Few wars were more wasteful, and few less understood both at their time and in history, than the Seminole Wars (1817-1858). While the wars certainly have their leading figures and landmark events, more than anything else they were understood at the time and to some degree by many today as little more than a series of misadventures and costly blunders perpetrated against a determined foe in the name of Indian Removal. In this disjointed, confusing epic in American history, very few heroes emerged and precious few clear-cut victories for one side or the other took place. It was hard even at the time in which the wars were fought to know exactly when they ended and what the results of the sporadic, scattered fighting, really meant. Contained within a single state and defying easy explanation, the wars have been confined to the proverbial footnote in most histories of the United States, if they are mentioned at all.
I have recently become interested in learning more about these conflicts for personal and professional reasons, and ordered a copy of John and Mary Lou Missall’s The Seminole Wars: America’s Longest Indian Conflict as a way to begin my study of a topic I admit I did not really know much about and for which there is not an abundance of literature readily available. The choice turned out to be a good one.

At once concise and thorough, the book was elegantly written for the general public. It deals fairly with both the Seminoles and their American counterparts and explains the challenges and limitations in truly understanding the wars while convincingly linking them together as a continuum of events.
The Missalls’ account is enthralling, even if it admittedly deals with a topic that does not exactly yield itself to engrossing narrative. There was little chance for glory in the Seminole Wars, and the men who fought it knew it. Further, the wars were, as the Missalls state, “brimming over with empty achievements.” This goes for the hollow “victories” won by American forces and those of the Seminoles. In fact, the Missalls demonstrate that while the Seminoles are to be admired for their amazing attachment to the land and willingness to subject themselves to incredible privation to remain in their ancestral homeland, their consistent miscalculations regarding when and where to exert military force only lengthened the war and emboldened American resolve. In the end all they could do was ensure that winning the war would require an incredibly high price, which it did.

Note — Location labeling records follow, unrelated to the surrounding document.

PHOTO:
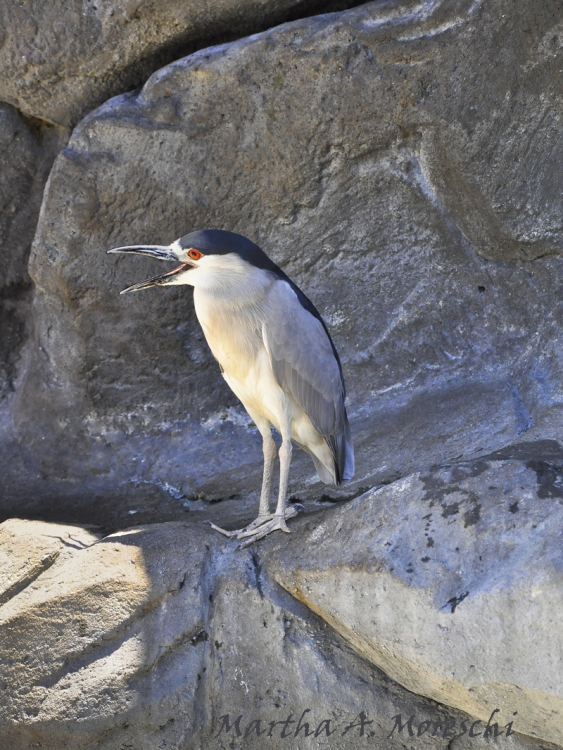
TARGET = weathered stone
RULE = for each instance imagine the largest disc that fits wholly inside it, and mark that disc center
(149, 637)
(358, 150)
(27, 151)
(451, 582)
(60, 60)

It is in their candid assessment of the wars and their meaning that the book really excels. I think a paragraph from their summary is worth quoting in full:
“The Seminole Wars, like all the other Indian wars, were clashes between cultures. As much as we might lament the fact from today’s perspective, there was simply no way the two cultures could coexist. Today they can, but only because both cultures have changed. Indians are no longer hunters who require vast hunting grounds and live by the warrior’s code. Most Americans no longer seek to develop every square inch of the continent. We have learned to appreciate what we have lost, and we try to protect what is left. In the early nineteenth century, neither culture was willing to change.”
I plan to do more reading on the Seminole Wars soon, but I doubt I will encounter any better source for understanding these conflicts than that provided by the Missalls. They have tackled a difficult task, and executed it well.